ANGEL GARCIA, Garcia’s Father and Trainer
“Jose Benavidez Jr. is not a skillful fighter. He can’t fight going backwards. He doesn’t have any skill. He doesn’t dip. He doesn’t slip. He doesn’t duck hits. He just comes forward, I guess. I don’t know what they’re teaching him. I teach perfection. I don’t teach just going in and getting beat up.
“Danny did great fighting at 147 pounds. The Keith Thurman and Shawn Porter fights could have gone either way. And then the Spence fight, we were going through a lot of changes because of COVID. I’m not trying to sugarcoat anything. I’m just being honest. Danny was suffering from anxiety leading up to the Spence fight. There was too much going on. We had a difficult camp. I’m not making excuses. But he still did great and he still threw 750 punches.
“A happy Danny Garcia is a dangerous fighter. He’s looking great right now and he’s ready to show everybody he’s back.
“It’s always the ‘Danny Garcia Show’ when we come into Barclays Center. Everyone knows it’s going to be an exciting night and July 30 is definitely gonna be the same.”
“Don’t forget, we were supposed to fight Spence in March and then he had the car accident. So instead, we fought Ivan Redkach. But if the Spence fight would have gone down that day, Spence wouldn’t have had a victory.”
GARY ANTUANNE RUSSELL
“I’m up against a fighting style that I believe is similar to Viktor Postol’s. Postol is a little more defensive, but they’re both long and rangy opponents.
“It’s of course a plus that I was able to be the first person to stop Postol. But at our gym and with our family, we don’t magnify fights like these. We pay attention to our credentials, and don’t really worry about what our opponents bring. The way we train, we’re not going to run into styles that we’re not accustomed to.
“With this sport, you have to have diversity in your style. Because you never really know what kind of opponent you’re going to be facing. They might change up their fighting style based on yours. We just strive for excellence and execution.
“In the Postol fight he tried to use his length to keep me at bay. But we executed our game plan. It wasn’t about overanalyzing our opponent, but we saw that we could exploit his flaws. He pulled back a lot and he didn’t want to fight on the inside. We tried to keep ourselves in comfortable positions.
“We train for perfection every day. We know that execution is what wins fights. If our opponent can’t make the necessary adjustments to keep us off them, then that’s on them. This sport is a battle of wits. My will versus your will and my intelligence versus yours.

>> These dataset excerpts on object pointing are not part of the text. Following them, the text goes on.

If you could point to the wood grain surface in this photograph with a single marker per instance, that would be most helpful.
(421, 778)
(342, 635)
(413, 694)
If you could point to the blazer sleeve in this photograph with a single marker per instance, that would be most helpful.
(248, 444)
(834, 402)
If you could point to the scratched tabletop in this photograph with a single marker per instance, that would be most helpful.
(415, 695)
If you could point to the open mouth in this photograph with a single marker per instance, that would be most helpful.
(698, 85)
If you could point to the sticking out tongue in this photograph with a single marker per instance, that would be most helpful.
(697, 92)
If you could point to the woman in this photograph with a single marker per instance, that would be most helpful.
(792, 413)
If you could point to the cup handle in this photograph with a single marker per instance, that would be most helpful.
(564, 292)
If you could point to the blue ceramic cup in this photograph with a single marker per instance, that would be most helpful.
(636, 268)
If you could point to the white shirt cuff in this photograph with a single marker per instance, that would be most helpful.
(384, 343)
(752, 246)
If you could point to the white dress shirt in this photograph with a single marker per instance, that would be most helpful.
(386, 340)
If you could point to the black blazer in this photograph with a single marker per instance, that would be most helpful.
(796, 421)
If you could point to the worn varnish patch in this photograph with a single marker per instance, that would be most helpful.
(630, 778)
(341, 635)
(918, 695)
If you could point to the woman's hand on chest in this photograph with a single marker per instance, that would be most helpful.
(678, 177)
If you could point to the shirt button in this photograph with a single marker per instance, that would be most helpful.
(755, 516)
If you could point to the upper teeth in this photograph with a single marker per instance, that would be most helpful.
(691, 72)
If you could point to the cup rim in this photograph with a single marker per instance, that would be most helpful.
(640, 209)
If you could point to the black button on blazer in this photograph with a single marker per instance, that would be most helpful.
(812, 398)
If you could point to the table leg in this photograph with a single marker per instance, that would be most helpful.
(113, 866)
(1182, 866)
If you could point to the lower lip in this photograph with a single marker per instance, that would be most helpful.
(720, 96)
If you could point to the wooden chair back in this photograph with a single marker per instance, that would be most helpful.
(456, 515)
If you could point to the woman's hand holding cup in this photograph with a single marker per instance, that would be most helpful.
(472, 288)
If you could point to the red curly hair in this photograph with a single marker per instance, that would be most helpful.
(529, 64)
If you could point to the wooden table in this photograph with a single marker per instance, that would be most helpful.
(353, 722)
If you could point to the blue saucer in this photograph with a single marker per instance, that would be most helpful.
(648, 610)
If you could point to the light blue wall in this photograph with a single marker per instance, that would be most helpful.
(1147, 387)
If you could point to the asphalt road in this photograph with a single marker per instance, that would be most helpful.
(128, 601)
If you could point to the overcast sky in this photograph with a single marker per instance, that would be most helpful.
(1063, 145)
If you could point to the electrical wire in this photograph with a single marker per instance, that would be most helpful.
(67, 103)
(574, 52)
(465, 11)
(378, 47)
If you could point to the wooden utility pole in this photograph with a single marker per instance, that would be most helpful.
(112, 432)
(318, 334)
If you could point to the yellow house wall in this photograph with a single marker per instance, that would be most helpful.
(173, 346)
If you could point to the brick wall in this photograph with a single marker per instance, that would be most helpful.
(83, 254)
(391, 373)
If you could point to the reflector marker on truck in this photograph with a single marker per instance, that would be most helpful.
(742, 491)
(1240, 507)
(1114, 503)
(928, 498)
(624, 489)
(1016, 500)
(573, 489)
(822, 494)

“My brothers have always been in my corner. We all now are so tunnel-visioned on what’s important. Our motto in the gym is that the ultimate revenge is success.
“If we come out unscathed from July 30, we’ll start working on the next opponent and get another fighter with great credentials in there. We’ll be looking at fighting for the titles. Our goal was to clean out the division. That’s the first goal, then we’ll start moving up to other weight classes eventually.”